Dr. Kalkstein described the new index to DBIS. He said, "What the heat stress index does try to look at the relative impact of weather." It includes previous weather conditions, the maximum and minimum temperatures in your area, cloud cover, cooling degree hours, and consecutive days of extreme heat. The idea is the conditions where you live matter. "What's interesting about this is that you can actually measure how people are going to respond to the weather much better than just an absolute index," Dr. Kalkstein said.

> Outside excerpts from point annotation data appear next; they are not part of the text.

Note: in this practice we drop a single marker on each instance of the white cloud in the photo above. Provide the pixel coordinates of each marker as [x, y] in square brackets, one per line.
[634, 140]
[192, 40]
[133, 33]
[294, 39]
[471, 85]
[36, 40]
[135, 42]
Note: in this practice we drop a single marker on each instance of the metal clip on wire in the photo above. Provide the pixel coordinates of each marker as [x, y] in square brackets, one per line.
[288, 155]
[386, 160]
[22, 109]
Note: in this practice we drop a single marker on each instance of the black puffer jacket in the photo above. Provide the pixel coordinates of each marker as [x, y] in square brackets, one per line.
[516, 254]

Using the formula of 90 degrees in Boston and 90 degrees in Miami, the new index will render different heat stress indexes -- partly because people living in Miami are used to the heat. The index is on a scale of zero to 10. The National Weather Service will test the new heat stress index in 10 U.S. cities this summer. It could become a mainstream tool by next summer if the test goes well. However, Dr. Kalkstein says the index would not benefit travelers as much because it's based on the previous weather conditions in that particular city. So, while the sun can be fun... remember to stay safe, and look out for a new tool to help you.
BACKGROUND: The Heat Stress Index is a new, comprehensive summer index that evaluates daily relative stress for local locations throughout the United States. The HSI could serve as a guidance system for issuing heat warnings, and as a useful research tool for environmental issues.

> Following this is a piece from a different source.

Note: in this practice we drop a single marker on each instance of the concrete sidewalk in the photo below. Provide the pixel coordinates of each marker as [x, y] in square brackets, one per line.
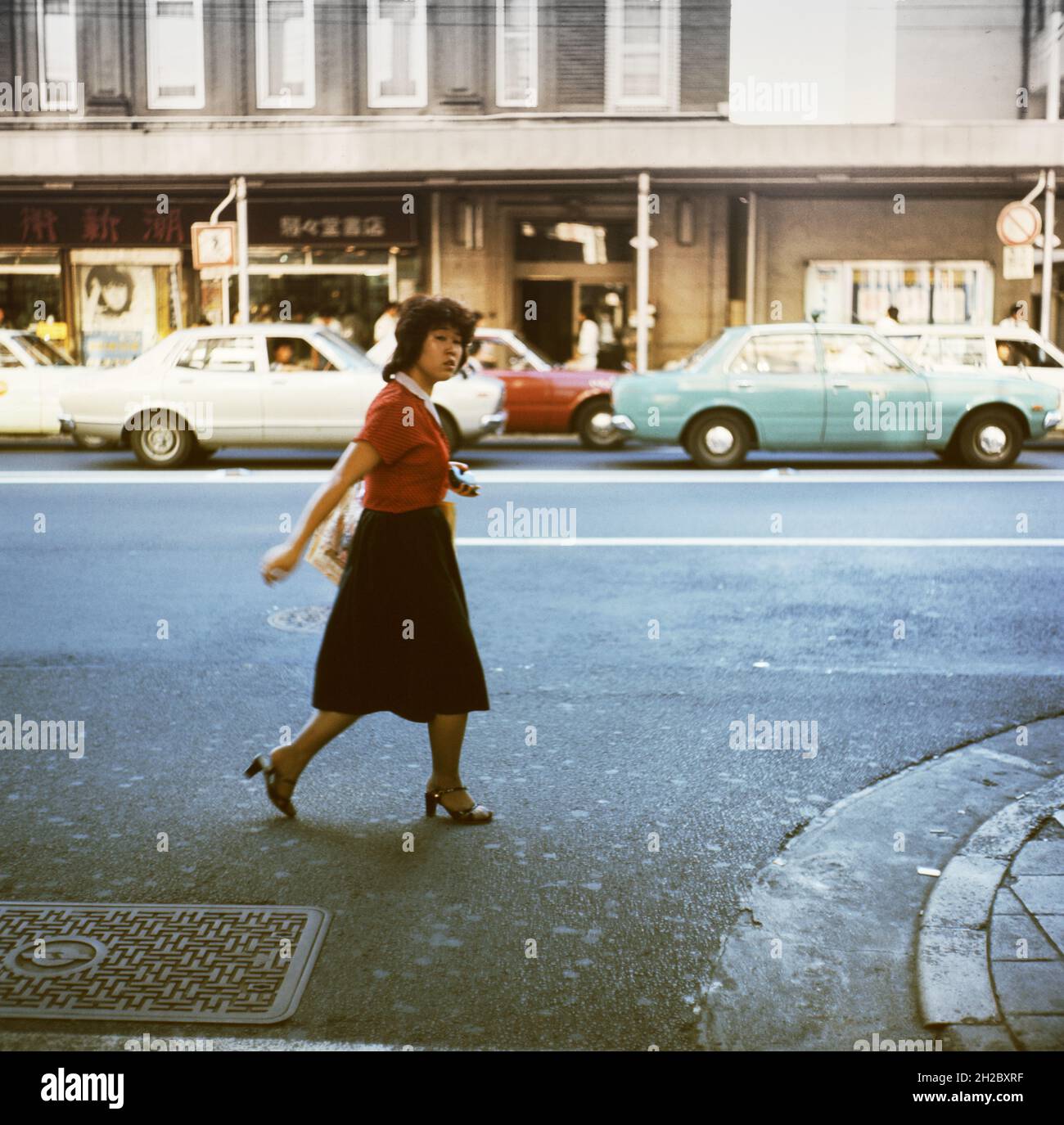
[923, 912]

HOW IT WORKS: The index is based on daily maximum and minimum temperature, cloud cover, cooling degree hours, and consecutive days of extreme heat. Each of these measurements are taken every day, and scientists then figure out the likely range these measurements usually fall into. (For instance, the average high temperature in your area on July 31 could be between 83 and 105, and the low between 65 and 80.) Then they take all the different measurements taken today, rate them and average them, producing a number between 1 and 10. A 1 day is a very unstressfully hot day, with most other days giving you more stress due to heat at your location at that time of year. A 10 day would be awful, making it the worst day to be stressed by heat that year. A daily value of 9.7, for example, would indicate that only 3 percent of days would be more stressful than the present day at the given location during this time of the year. The same weather conditions in Boston and Atlanta will yield different heat stress index values, based on the city's weather history. The same conditions at the same place would also yield different values if they occurred in early June and mid July.

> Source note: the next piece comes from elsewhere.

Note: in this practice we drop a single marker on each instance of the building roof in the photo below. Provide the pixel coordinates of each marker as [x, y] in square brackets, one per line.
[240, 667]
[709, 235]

WHY IT'S NEEDED: It's not the heat, it's the humidity. But why does humidity make you hotter? Humidity is the measure of how much moisture is in the air. The hotter the air, the more moisture it can hold. For example, a high relative humidity of 100 percent means that the air is saturated with moisture and can't hold any more. Our bodies rely on the evaporation of moisture from our skin to keep cool. When relative humidity is low, sweat evaporates from the skin very quickly. But when it is high, body sweat does not evaporate as easily, and we feel sticky and hot.
HEALTH RISKS: Overheating can be very dangerous. Heat exhaustion occurs when the body loses fluid and salt through perspiration faster than they can be replaced, causing dizziness. Exercising in hot weather can cause muscle cramps, especially in the legs, because of brief imbalances in body salts. People not used to exercising in heat may experience a quick drop in blood pressure that can lead to fainting. And in some cases, extreme heat can cause body temperature to rise to 105 degrees or higher, causing a heat stroke, with confusion and unconsciousness. Low humidity makes us feel cooler than the actual temperature because our sweat evaporates quickly. But low humidity can cause dry, itchy skin and chapped lips.
Editor's Note: This article is not intended to provide medical advice, diagnosis or treatment.